MarkFlow is a pretty simple tool that formats code in three steps:
- Parse the text
- Reformat each section and stitch the sections back together
- Rerun with the output as the input to guarantee consistency
A potential future step would be to render the text and ensure consistency outside of some rules (see Future Architecture Ideas).
We parse Markdown by continuously iterating over a series of splitter functions.
Each function corresponds to a different CommonMark section type.
They take in a list of lines if that list starts with their section type, they return a
tuple
of that section (as a list
of lines) and the remaining text (also as a list
of lines). We use lists of lines as a performance gain, so we don't have to write (and
execute) lst = str_.splitlines()
and "\n".join(lst)
all over the place. Otherwise,
they return an empty list
as the first member and the list
of lines passed in as the
second. Once we detect a section, we continue parsing the remaining lines.
The functions are designed to be mutually exclusive: if one splitter splits the text, no others should. This isn't really tested (hint, hint), but is hopefully achieved by adhering to the CommonMark standard.
The parsed text is then passed to the formatter class responsible for knowing how to format its section type. The various enforced rules can be checked out in the README, but most implementations are fairly straightforward. More complicated ones should be fairly well documented. (If you see one that is confusing, open an issue.)

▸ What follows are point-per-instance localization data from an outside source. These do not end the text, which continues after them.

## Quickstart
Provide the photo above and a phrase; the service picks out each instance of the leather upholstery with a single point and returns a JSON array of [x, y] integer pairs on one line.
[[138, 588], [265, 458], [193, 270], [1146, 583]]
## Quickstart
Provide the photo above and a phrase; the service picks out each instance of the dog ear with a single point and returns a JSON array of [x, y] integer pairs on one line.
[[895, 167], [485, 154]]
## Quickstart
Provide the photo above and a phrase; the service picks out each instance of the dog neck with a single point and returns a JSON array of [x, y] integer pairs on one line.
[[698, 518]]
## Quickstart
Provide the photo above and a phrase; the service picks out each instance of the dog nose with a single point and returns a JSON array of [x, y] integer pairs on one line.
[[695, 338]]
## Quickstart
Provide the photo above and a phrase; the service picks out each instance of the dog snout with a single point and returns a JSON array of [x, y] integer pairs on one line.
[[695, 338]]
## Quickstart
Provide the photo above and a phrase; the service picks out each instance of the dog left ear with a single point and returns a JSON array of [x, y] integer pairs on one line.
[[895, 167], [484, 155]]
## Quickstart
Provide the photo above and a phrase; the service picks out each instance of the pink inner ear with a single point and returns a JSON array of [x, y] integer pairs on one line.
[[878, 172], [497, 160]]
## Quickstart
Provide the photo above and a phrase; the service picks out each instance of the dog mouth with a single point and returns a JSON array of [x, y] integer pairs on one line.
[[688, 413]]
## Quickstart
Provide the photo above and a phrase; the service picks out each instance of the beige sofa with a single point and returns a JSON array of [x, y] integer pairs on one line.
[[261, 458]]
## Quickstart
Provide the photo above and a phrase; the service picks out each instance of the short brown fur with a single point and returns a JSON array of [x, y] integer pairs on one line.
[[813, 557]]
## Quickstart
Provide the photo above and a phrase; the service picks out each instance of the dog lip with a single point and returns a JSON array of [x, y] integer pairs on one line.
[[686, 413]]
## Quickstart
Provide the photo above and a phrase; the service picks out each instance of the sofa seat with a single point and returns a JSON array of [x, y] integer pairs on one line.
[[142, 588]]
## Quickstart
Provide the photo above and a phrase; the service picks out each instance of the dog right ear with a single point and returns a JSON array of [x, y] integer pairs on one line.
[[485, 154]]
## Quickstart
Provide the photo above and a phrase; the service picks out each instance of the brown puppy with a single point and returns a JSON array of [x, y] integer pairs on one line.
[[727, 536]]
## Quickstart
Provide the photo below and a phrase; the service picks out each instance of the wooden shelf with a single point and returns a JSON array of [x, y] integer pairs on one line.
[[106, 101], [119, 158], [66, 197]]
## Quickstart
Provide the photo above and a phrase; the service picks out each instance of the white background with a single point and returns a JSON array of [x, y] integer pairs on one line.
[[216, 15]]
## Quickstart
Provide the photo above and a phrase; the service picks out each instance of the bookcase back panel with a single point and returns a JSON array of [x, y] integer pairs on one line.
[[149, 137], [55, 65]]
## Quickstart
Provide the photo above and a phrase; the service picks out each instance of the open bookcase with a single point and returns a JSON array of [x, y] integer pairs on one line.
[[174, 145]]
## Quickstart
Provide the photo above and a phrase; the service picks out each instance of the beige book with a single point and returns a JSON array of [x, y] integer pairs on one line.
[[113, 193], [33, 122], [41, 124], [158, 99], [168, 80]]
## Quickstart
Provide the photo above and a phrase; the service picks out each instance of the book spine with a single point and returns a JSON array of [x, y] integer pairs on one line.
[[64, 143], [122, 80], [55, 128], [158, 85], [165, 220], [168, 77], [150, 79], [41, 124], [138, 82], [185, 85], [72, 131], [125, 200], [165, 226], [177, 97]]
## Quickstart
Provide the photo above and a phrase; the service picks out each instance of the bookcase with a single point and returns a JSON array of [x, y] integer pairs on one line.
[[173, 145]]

Some section types are recursive, namely lists and block quotes. These end up calling back into the formatter again. We're not too worried about stack overflows since the Python stack limit and the depth of recursive Markdown definitions by human beings should different by several orders of magnitude (in favor of Python).
Once everything is reformatted, that output is taken and then run through the parsing and reformatting steps. The resulting document is then compared to our original calculation to ensure they are the same. This allows us to be more confident that we didn't mess up formatting since we calculate the same document structure between the initial and resulting documents.
Here are some of random ramblings on the future of MarkFlow.
The tool supports tables, but they are actually extensions and not a feature of the CommonMark spec. Support for plugins could be added with tables being the first adopter. This is likely not a big deal right now as there are probably not many people making tables without necessary render extensions that wouldn't want to still have them prettied up. Nor are people clamoring for support for other extensions to the language.
Another nice thing would be to enforce consistent rendering of the input files. Progress on this has started as it is enforced by most tests, but tables are an extension to CommonMark and not a part of the library itself, and the CommonMark validation library we are using don't support them. A potential option that makes even more sense in a plugin architecture would be having individual formatters handle validating rendering consistency.
If you end up debugging an issue because of this, you can pass --write-renders
to save
off the inputs. Pass --dev-help
to see other developer options, if you're curious.